As Hermelin prepares to step down after spending about 17 years at the helm of the Paris-headquartered company, he’s identified two executives as his possible successors, both of whom — Thierry Delaporte and Aiman Ezzat — have been appointed as Chief Operating Officers to take the company forward in both digital as well as managed services.

“I have tasked them with two complementary priorities. Aiman is in-charge of overcoming a historical fragmentation of the group, which is account-centric unification. We will very soon have an organisation with a unified go-to-market with a clear intent of increase the number of strategic accounts. It was historically 60. We want to more than double that,” Hermelin said.

“Thierry is in-charge of portfolio and capabilities and he has India under his remit. His two priorities are innovation and competitiveness automation. His responsibility in India is to grow innovation and productivity, the two drivers for the group,” he added.

What this means is that the company will focus on retraining existing employees and would limit its external hiring in India.

“With 100,000 people, we have the kind of stature we need in India. We are not in India looking for more stature. We added some Indian platform through some acquisitions which are far more targeted,” Hermelin said.

He said while the company has acquired companies with large employee base in India in the past, future acquisitions will be focussed purely on new skills. “There will be new acquisitions, where we will target new skills in India and not volumes,” Hermelin said.

He also cleared the clouds around recent employee protests on social media where Capgemini employees complained about biases in the way hikes were given, prioritising those with digital skills while completely leaving behind the ones working on traditional technologies.

“This year, we had a strange structure of business, but base salary on an average has grown by 6 per cent. We have moved from just volume that created room for everybody to value growth. We intend to be a winner in the value race and be at our side, we are ready to invest in you so that you are a winner personally in the value race,” Hermalin said.

No large hiring

He also indicated that the India employee strength has plateaued now and there may not be large hiring going forward at India centres.

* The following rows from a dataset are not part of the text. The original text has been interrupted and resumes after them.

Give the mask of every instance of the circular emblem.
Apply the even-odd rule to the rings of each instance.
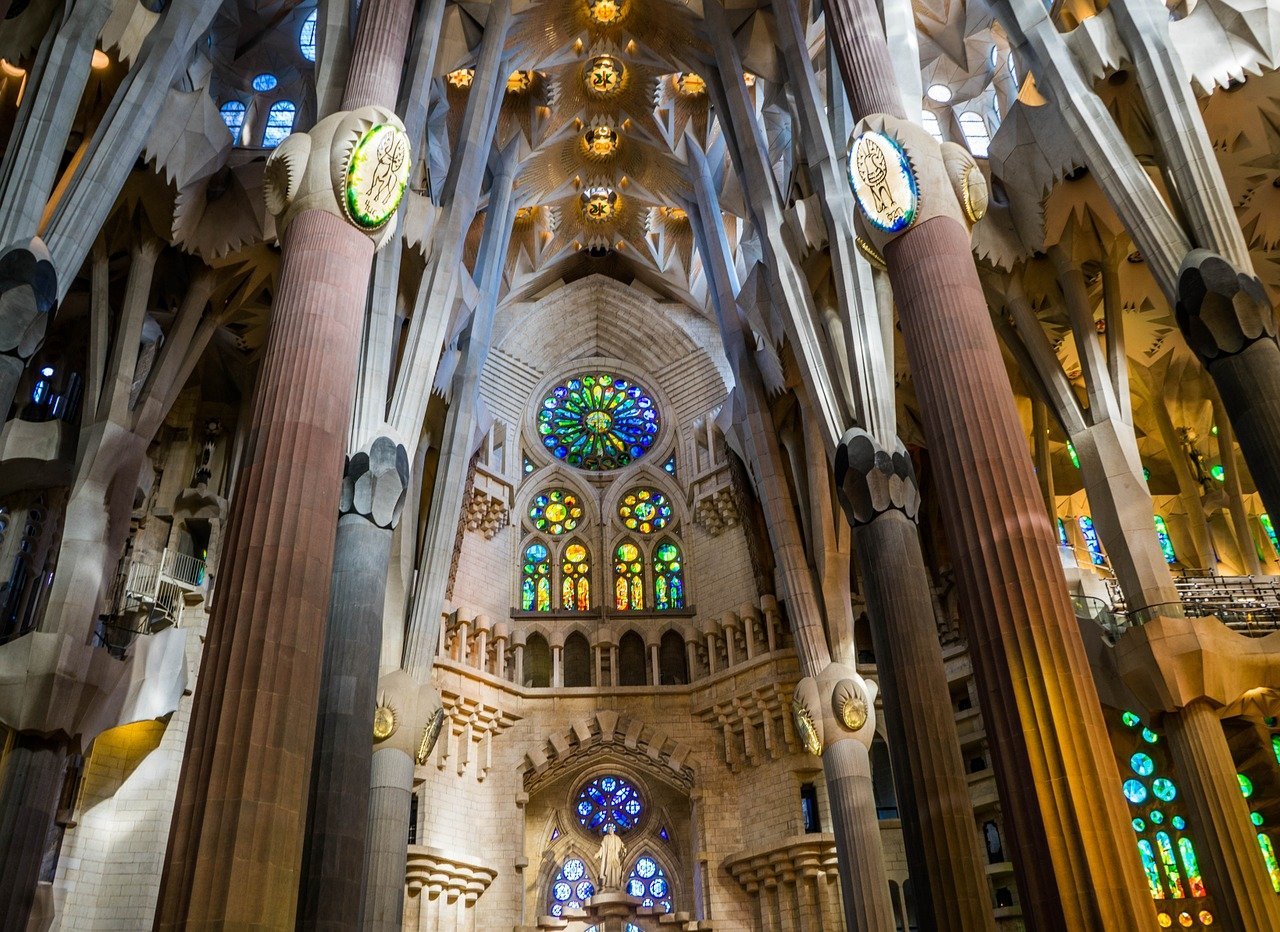
[[[426,727],[422,729],[422,740],[418,742],[418,752],[413,755],[419,767],[431,758],[431,752],[436,748],[436,741],[440,738],[440,729],[443,727],[444,709],[436,709],[435,714],[431,716],[431,721],[427,722]]]
[[[396,730],[396,710],[389,705],[380,705],[373,710],[373,738],[385,741]]]
[[[389,123],[379,123],[360,137],[343,181],[342,207],[362,230],[386,224],[400,206],[409,183],[409,137]]]
[[[868,223],[898,233],[915,222],[920,189],[896,140],[875,130],[859,133],[849,140],[848,160],[849,184]]]
[[[800,735],[800,743],[814,757],[822,756],[822,739],[818,737],[818,727],[813,723],[813,716],[802,703],[791,700],[791,717],[795,719],[796,732]]]

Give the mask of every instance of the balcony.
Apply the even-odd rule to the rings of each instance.
[[[158,562],[131,563],[103,616],[100,642],[123,655],[140,634],[181,627],[189,597],[198,602],[204,596],[206,574],[204,560],[168,548]]]

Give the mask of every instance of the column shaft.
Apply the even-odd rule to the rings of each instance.
[[[373,244],[299,215],[178,786],[157,927],[294,925],[360,309]]]
[[[889,755],[922,928],[993,929],[973,801],[915,524],[885,511],[855,526]]]
[[[840,862],[845,925],[849,932],[888,932],[894,928],[893,905],[867,746],[854,738],[828,745],[822,752],[822,770]]]
[[[299,929],[360,928],[373,709],[391,528],[338,521],[324,645]]]
[[[0,930],[22,932],[62,793],[67,745],[19,732],[0,770]]]
[[[1280,515],[1280,345],[1263,338],[1234,356],[1208,362],[1206,368],[1231,417],[1262,504],[1268,514]]]
[[[413,758],[398,748],[373,754],[365,845],[363,932],[400,932],[404,909],[409,813],[413,798]],[[425,897],[426,891],[419,894]]]
[[[1280,899],[1263,865],[1217,713],[1208,699],[1195,699],[1167,714],[1164,726],[1219,924],[1280,929]]]

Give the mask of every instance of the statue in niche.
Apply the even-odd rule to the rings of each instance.
[[[627,846],[618,837],[617,827],[610,823],[605,826],[604,838],[600,839],[600,853],[596,862],[600,866],[600,889],[622,889],[622,859],[626,857]]]

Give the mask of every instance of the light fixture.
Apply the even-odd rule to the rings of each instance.
[[[707,92],[707,82],[692,71],[676,75],[676,90],[683,97],[699,97]]]
[[[745,84],[747,87],[755,87],[756,76],[752,74],[750,71],[744,71],[742,72],[742,83]]]
[[[618,192],[611,188],[587,188],[581,199],[582,216],[592,223],[612,220],[618,212]]]
[[[667,220],[688,220],[689,215],[681,207],[659,207],[658,213]]]
[[[40,374],[43,375],[46,379],[52,378],[53,366],[45,366],[43,369],[40,370]]]
[[[612,55],[597,55],[587,62],[587,89],[598,97],[605,97],[622,87],[626,69]]]
[[[929,95],[929,99],[940,104],[945,104],[951,100],[951,88],[945,84],[930,84],[929,89],[925,91]]]
[[[93,58],[89,60],[89,66],[94,71],[101,71],[109,64],[111,64],[111,59],[107,57],[106,52],[102,51],[102,49],[93,50]]]
[[[587,0],[587,16],[601,26],[620,22],[629,8],[627,0]]]
[[[587,155],[605,158],[618,151],[618,133],[611,126],[593,126],[582,137]]]
[[[517,208],[516,208],[516,223],[524,223],[524,222],[526,222],[526,221],[528,221],[528,220],[532,220],[532,219],[533,219],[533,212],[534,212],[535,210],[537,210],[537,209],[538,209],[538,208],[536,208],[536,207],[517,207]]]
[[[471,82],[476,79],[476,70],[474,68],[459,68],[457,71],[450,71],[444,76],[444,79],[454,87],[470,87]]]
[[[522,91],[527,91],[532,84],[532,71],[513,71],[510,77],[507,78],[507,93],[519,94]]]
[[[22,78],[26,77],[27,69],[11,65],[5,59],[0,58],[0,73],[3,73],[6,78]]]

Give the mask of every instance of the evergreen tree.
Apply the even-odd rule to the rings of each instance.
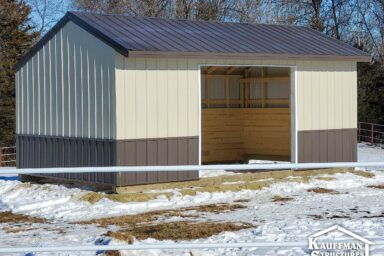
[[[384,124],[384,63],[359,63],[357,71],[358,120]]]
[[[0,147],[15,144],[14,65],[37,38],[30,11],[22,0],[0,0]]]

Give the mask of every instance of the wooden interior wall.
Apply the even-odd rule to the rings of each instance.
[[[255,159],[256,156],[256,158],[271,160],[290,160],[290,109],[251,108],[242,110],[245,158]]]
[[[203,163],[289,160],[289,108],[210,108],[201,111]]]
[[[202,162],[241,161],[244,158],[243,110],[201,110]]]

“We’ve progressively replaced a lot of French, Dutch and Americans with Indians. Even if the group was not growing that much, in India we were growing at 20 per cent. Today, we’ve reached the level of Indian sourcing that we need. So, we are now in India at what I would call as a cruising speed.”

In order to improve its engagement with customers for digital projects, Capgemini is building new innovation centres called Applied Innovation Exchanges (AIE) where it is building next stage of digital solutions for clients. These centres will also help the company co-innovate with clients.

Capgemini already has 12 of them including the largest one in San Francisco and others including those in London, Singapore and Mumbai. The 13th AIE will come up by end of this year in Hyderabad with a capacity of about 100-120 people in a new facility that’ll be about 10,000 sqft in area.